“I feel” will change your relationships.
Learning to express emotion and feelings, to be direct and honest in communication without attacking is a skill that takes practice.
Recently, as I was talking with a friend, I wondered “what is she trying to tell me?” She found it hard to verbalize her emotions about her situation. Sometimes when we are in a funk or a little down, or maybe just out of habit or old fears, we find it hard to put into words exactly how we feel or what we want in our lives.
To say out loud how you feel about something painful or uncomfortable takes practice, but to say it without destroying the other person takes patience and skill .
Don’t beat yourself up if you have trouble saying what you need.
I don’t know many people who can verbalize their true feelings well. It is hard to make yourself that vulnerable. It is like taking off your armor and heading into battle and can cause great anxiety.

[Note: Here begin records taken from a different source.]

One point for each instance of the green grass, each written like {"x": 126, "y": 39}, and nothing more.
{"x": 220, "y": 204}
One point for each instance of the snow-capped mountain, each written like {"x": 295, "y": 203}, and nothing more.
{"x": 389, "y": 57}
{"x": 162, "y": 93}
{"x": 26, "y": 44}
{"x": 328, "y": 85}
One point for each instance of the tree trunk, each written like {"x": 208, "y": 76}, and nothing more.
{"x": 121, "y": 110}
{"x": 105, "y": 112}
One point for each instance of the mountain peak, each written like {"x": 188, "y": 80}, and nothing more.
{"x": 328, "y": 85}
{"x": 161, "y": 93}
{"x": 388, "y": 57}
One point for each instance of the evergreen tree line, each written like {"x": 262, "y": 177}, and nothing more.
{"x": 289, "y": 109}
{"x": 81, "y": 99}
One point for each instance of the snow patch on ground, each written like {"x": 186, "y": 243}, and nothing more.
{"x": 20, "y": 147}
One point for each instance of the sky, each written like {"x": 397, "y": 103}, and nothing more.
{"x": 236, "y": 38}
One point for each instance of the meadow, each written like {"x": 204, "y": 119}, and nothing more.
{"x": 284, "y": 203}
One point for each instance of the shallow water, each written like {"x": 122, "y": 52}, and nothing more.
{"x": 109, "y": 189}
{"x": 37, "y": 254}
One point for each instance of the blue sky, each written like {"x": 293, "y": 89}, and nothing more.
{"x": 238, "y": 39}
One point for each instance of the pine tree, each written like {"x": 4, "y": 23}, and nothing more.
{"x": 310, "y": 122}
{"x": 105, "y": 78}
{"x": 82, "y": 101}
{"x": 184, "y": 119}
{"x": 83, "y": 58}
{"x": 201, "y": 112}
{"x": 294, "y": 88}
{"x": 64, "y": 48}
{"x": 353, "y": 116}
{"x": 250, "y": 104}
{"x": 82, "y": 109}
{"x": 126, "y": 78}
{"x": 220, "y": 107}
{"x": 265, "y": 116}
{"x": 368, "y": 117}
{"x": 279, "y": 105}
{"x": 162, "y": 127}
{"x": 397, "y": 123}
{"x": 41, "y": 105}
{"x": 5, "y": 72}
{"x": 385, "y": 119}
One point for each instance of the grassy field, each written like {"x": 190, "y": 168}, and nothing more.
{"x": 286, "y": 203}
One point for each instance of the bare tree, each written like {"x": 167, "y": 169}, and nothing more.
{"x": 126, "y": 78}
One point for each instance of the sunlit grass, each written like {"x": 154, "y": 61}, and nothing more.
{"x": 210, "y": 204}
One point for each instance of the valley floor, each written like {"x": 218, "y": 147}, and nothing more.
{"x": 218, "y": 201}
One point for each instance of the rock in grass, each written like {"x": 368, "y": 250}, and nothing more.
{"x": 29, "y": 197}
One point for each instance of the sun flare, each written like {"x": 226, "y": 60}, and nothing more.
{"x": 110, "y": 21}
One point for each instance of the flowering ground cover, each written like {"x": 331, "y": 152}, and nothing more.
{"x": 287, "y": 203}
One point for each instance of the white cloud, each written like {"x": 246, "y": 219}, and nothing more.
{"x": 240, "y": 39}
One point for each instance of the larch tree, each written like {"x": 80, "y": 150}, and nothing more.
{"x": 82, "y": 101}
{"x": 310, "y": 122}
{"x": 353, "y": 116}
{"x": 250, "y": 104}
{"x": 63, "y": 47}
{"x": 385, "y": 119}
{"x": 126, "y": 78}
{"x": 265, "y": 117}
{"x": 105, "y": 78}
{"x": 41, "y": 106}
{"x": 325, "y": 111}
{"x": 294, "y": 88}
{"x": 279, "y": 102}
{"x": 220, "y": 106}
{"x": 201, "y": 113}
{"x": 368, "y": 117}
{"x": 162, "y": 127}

That pressure will build if you let it sit, so start in small ways saying how you feel, what you want and need.
It is okay not to like something, to choose your own schedule, to want a family life or personal time. Your desires are valid. So start there. Say, “I prefer broccoli, so I will have that.” Say “I love the color green. I need more fun in my life. I don’t like conflict.”

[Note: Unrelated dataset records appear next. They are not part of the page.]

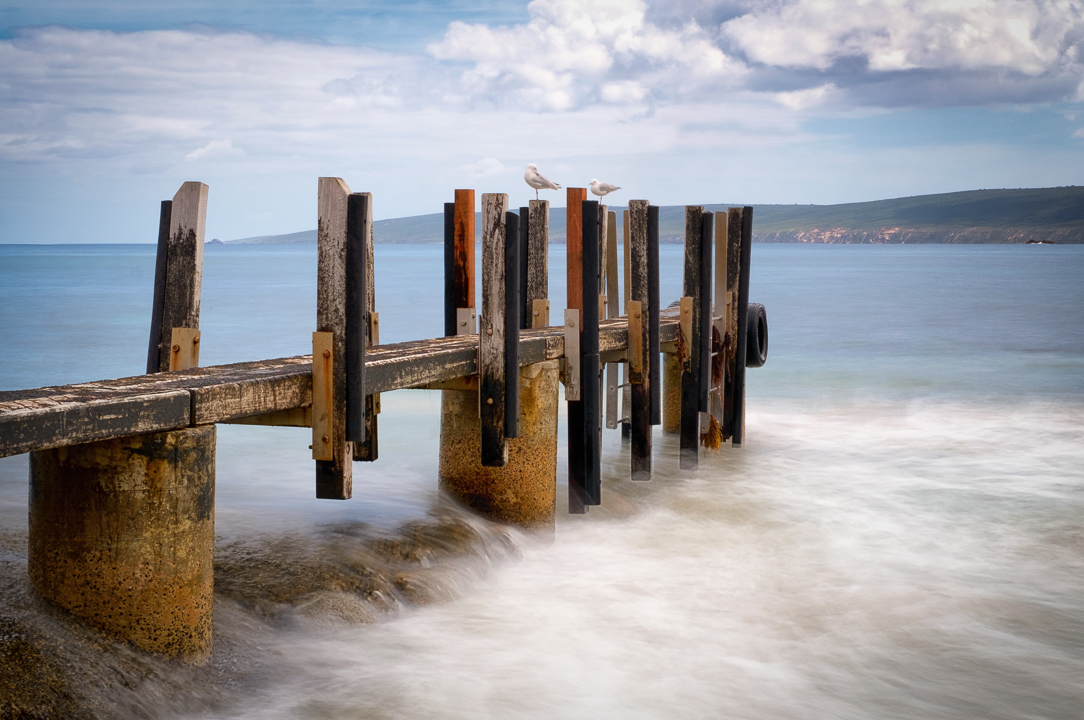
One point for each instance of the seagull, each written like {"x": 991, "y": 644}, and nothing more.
{"x": 602, "y": 189}
{"x": 538, "y": 181}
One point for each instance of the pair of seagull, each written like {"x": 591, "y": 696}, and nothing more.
{"x": 538, "y": 181}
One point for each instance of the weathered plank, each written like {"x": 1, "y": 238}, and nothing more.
{"x": 743, "y": 313}
{"x": 450, "y": 297}
{"x": 71, "y": 418}
{"x": 323, "y": 396}
{"x": 573, "y": 246}
{"x": 689, "y": 343}
{"x": 515, "y": 242}
{"x": 184, "y": 349}
{"x": 491, "y": 371}
{"x": 368, "y": 449}
{"x": 590, "y": 386}
{"x": 154, "y": 344}
{"x": 356, "y": 316}
{"x": 180, "y": 303}
{"x": 226, "y": 393}
{"x": 538, "y": 261}
{"x": 640, "y": 377}
{"x": 464, "y": 248}
{"x": 335, "y": 476}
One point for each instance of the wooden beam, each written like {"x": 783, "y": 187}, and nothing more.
{"x": 154, "y": 344}
{"x": 538, "y": 261}
{"x": 515, "y": 241}
{"x": 356, "y": 316}
{"x": 183, "y": 349}
{"x": 334, "y": 465}
{"x": 590, "y": 387}
{"x": 491, "y": 371}
{"x": 689, "y": 343}
{"x": 640, "y": 376}
{"x": 180, "y": 305}
{"x": 573, "y": 246}
{"x": 739, "y": 363}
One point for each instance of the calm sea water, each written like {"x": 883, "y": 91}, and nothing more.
{"x": 902, "y": 535}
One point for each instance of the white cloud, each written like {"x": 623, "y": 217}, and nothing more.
{"x": 573, "y": 52}
{"x": 1026, "y": 36}
{"x": 215, "y": 150}
{"x": 484, "y": 168}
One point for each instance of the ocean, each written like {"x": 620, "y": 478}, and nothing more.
{"x": 901, "y": 536}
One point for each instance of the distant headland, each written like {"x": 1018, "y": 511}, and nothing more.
{"x": 1039, "y": 215}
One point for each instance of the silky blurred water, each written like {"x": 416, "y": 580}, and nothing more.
{"x": 902, "y": 535}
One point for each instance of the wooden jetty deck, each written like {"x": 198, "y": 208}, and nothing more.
{"x": 84, "y": 412}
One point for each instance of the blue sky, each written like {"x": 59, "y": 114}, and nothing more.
{"x": 106, "y": 107}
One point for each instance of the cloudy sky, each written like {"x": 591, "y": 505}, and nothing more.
{"x": 107, "y": 105}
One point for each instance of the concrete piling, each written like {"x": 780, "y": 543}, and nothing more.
{"x": 121, "y": 535}
{"x": 524, "y": 492}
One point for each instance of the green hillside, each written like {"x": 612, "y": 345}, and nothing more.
{"x": 977, "y": 216}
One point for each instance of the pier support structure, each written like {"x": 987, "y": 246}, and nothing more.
{"x": 524, "y": 492}
{"x": 121, "y": 535}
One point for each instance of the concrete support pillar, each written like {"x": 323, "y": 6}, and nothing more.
{"x": 121, "y": 535}
{"x": 525, "y": 491}
{"x": 671, "y": 394}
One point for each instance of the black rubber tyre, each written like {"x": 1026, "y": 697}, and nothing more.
{"x": 756, "y": 335}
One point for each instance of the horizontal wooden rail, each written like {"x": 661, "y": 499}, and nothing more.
{"x": 71, "y": 414}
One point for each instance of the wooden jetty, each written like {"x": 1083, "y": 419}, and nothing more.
{"x": 121, "y": 471}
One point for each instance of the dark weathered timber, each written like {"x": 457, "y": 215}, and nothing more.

Now say “I like it when you _____. I feel awful when we ______.”
Work on expressing your desires without criticizing someone else’s and owning your choices. Your choice of green does not say that someone else’s choice is wrong. When they say “I like red,” say “Great!”

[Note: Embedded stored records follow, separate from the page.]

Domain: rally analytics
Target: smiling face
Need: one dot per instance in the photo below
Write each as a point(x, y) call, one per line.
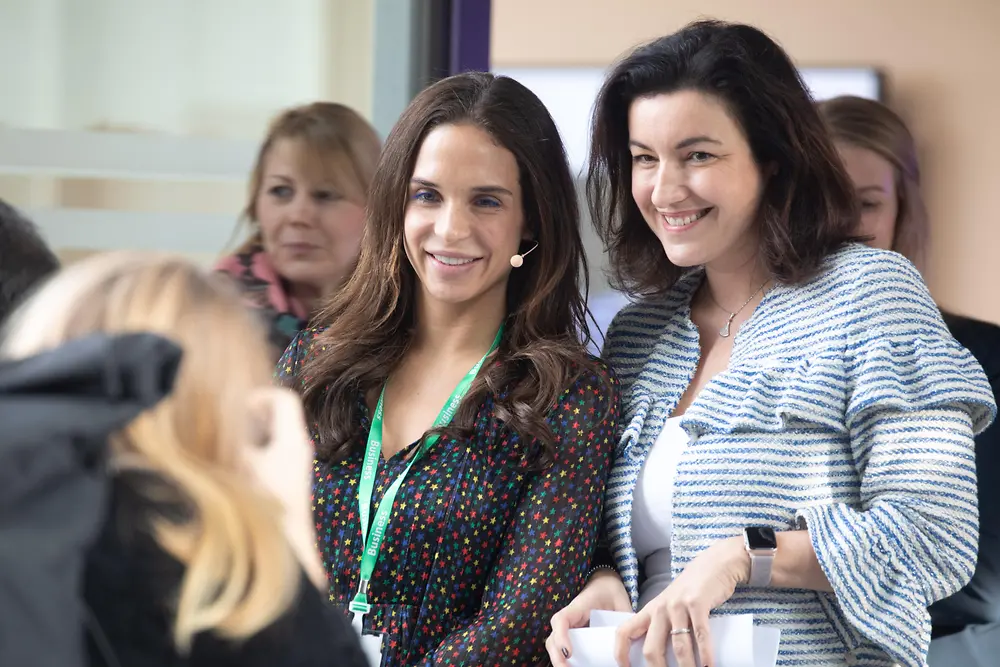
point(464, 218)
point(310, 230)
point(694, 179)
point(874, 179)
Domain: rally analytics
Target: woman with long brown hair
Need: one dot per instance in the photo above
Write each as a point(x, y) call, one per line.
point(880, 155)
point(454, 532)
point(204, 555)
point(307, 196)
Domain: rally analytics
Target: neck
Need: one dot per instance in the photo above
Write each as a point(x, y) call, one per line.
point(308, 295)
point(733, 283)
point(458, 329)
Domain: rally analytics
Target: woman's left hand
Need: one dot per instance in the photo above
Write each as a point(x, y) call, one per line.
point(706, 583)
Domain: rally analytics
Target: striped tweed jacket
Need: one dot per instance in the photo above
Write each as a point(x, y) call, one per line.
point(847, 408)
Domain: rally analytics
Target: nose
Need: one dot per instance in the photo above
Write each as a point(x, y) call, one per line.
point(302, 209)
point(452, 223)
point(671, 186)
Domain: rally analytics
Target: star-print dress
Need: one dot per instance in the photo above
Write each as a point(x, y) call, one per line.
point(479, 552)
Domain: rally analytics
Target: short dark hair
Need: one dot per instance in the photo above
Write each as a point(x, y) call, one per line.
point(808, 207)
point(25, 259)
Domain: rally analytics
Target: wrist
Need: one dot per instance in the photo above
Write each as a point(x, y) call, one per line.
point(739, 560)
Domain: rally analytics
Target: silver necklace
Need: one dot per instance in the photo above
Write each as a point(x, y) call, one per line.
point(724, 331)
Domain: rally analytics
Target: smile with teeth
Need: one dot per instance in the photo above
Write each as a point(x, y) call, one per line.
point(454, 261)
point(686, 220)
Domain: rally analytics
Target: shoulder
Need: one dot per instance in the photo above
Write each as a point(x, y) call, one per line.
point(872, 293)
point(872, 272)
point(592, 376)
point(645, 320)
point(304, 346)
point(980, 338)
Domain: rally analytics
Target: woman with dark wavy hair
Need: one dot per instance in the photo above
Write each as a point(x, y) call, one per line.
point(798, 421)
point(455, 532)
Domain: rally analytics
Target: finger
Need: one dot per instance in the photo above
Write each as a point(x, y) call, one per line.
point(561, 623)
point(703, 638)
point(555, 651)
point(631, 629)
point(683, 643)
point(654, 648)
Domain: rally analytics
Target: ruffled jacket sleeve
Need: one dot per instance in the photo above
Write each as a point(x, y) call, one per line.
point(915, 399)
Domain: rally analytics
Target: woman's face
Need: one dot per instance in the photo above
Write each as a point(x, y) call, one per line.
point(311, 232)
point(694, 179)
point(464, 218)
point(874, 180)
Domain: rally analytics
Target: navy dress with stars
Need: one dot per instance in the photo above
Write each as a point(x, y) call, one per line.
point(479, 552)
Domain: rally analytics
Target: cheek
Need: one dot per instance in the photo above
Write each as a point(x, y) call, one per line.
point(268, 219)
point(642, 189)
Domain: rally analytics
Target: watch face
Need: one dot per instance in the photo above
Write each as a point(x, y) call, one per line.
point(759, 537)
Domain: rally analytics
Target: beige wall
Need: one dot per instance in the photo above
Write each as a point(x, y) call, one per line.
point(940, 59)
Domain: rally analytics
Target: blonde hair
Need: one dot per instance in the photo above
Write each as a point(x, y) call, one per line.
point(339, 144)
point(873, 126)
point(240, 573)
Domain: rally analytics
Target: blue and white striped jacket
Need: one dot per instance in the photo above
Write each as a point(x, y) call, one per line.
point(847, 407)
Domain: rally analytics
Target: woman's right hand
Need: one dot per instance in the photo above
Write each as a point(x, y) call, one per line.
point(282, 463)
point(605, 590)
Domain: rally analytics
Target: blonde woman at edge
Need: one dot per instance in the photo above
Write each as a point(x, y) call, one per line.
point(202, 557)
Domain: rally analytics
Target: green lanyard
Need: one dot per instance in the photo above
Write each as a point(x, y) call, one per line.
point(372, 539)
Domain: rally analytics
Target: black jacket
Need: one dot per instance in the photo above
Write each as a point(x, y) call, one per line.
point(82, 582)
point(56, 411)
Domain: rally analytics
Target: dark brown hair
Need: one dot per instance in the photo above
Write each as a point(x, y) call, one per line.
point(808, 207)
point(371, 319)
point(875, 127)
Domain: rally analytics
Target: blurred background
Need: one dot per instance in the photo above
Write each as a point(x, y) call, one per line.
point(134, 123)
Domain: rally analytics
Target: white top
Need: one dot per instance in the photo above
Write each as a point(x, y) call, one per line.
point(652, 508)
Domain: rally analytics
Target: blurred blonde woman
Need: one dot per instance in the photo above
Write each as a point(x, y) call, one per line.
point(307, 197)
point(203, 556)
point(881, 158)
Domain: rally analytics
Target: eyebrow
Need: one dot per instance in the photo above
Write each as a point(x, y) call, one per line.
point(479, 189)
point(685, 143)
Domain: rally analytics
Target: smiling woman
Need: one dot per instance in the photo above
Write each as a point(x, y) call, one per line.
point(450, 385)
point(798, 440)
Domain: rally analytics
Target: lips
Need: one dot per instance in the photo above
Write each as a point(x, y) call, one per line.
point(451, 259)
point(685, 218)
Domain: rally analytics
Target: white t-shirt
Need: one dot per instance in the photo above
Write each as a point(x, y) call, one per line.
point(652, 508)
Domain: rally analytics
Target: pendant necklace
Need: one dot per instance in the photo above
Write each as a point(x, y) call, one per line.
point(724, 331)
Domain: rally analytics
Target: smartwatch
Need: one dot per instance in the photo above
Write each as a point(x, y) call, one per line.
point(762, 544)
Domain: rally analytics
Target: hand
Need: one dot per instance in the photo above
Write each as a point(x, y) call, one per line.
point(706, 583)
point(604, 591)
point(282, 462)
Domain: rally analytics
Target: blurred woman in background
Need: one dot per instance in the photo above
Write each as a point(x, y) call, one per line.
point(308, 192)
point(202, 557)
point(769, 367)
point(881, 159)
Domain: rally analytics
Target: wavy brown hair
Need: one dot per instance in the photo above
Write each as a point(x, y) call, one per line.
point(371, 320)
point(875, 127)
point(807, 208)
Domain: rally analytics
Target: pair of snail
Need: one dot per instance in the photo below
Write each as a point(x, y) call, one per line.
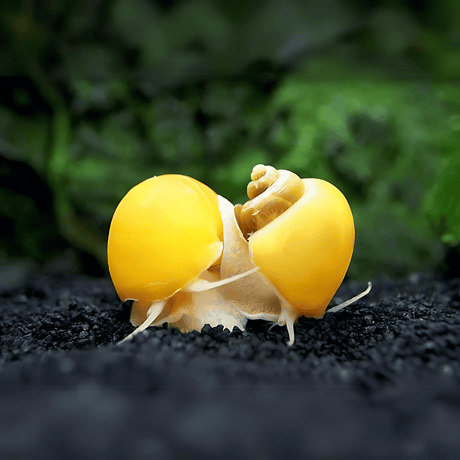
point(188, 257)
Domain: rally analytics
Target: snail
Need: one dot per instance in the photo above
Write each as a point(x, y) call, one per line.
point(188, 257)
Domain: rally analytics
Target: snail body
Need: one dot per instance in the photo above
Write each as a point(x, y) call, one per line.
point(188, 257)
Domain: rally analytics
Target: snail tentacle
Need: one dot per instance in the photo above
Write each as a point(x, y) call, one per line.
point(350, 301)
point(152, 314)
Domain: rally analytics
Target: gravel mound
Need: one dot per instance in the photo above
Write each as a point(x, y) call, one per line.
point(380, 379)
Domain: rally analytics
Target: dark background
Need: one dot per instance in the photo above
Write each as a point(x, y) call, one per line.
point(96, 96)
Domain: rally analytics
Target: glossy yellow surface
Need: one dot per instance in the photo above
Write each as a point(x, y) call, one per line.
point(164, 233)
point(305, 252)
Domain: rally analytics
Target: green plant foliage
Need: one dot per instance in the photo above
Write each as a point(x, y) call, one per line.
point(99, 96)
point(381, 143)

I feel sad sometimes when _____________ happens.
There are many reasons why we have trouble expressing feelings, from not wanting to appear weak, having a critical parent, fear of rejection, to simply not knowing how you feel.
Maybe you are afraid to tell someone how you feel, because you think people might think you are weird or ridiculous.
Years ago, when I first realized I had trouble expressing to other people how I felt, my feelings were so complicated and repressed, I was like a pressure cooker. When I let my guard down, I would let loose an angry oratory all at once. So, it was easier to pretend everything was fine than clean up a mess I might make letting it out.
I also learned a defensive maneuver in my twenties. If I exercised control over anger, joy, sadness, or a broken heart, I would appear less dramatic and more balanced. Inside I might be outraged or over the moon excited, but the outside would appear nice and happy trying to keep the acceptable even keel. However, it might come out later at the wrong time in the wrong way.
As I have learned to express my genuine emotions, I have become happier and less agitated, less bottled up and anxious.
Even though I have made mistakes and revealed too much at times, I am getting better at expressing myself without anger, crying, embarrassment or having to explain why. .
Try the I feel exercise again, but list as many things as you can until you can’t think of any more things. List how you feel about everything you can think of.
Trust me it takes practice to respond with “I feel bad when ___ happens” when you are used to telling the other person how they are wrong.
Try it: I feel ______.
Write it down. You can tear it up or put it in your bible or book, but get it out. If you feel angry, list why and what. Be specific. It is therapy to define it and get it out. Make a list and brainstorm feelings without censure.
Now try, “I want.” Then, “I need.”
I feel _______
So, the next time someone says “What is wrong with you?” Or, “What’s wrong honey?”
Ask for time to express yourself and take a breath.
What you think and how you want are important, so take the time to really feel what you are experiencing and then try to verbalize the emotion.
I am angry that this happened or It makes me feel awful when we_______. It scares me that ____. I would like_______. I want___________.
You will be amazed at how expressing your true feelings and not attacking your partner in any way will open a discussion and let them be part of a solution.
Having said that, your partner is not the solution or responsible for your feelings. You are responsible for your own emotions and how you proceed based on what you will allow in your life. Expressing yourself is a way to bring two people to understanding. Understanding is not always agreement.
I practice expressing myself everyday by writing. Maybe it would help you to write down what you are feeling.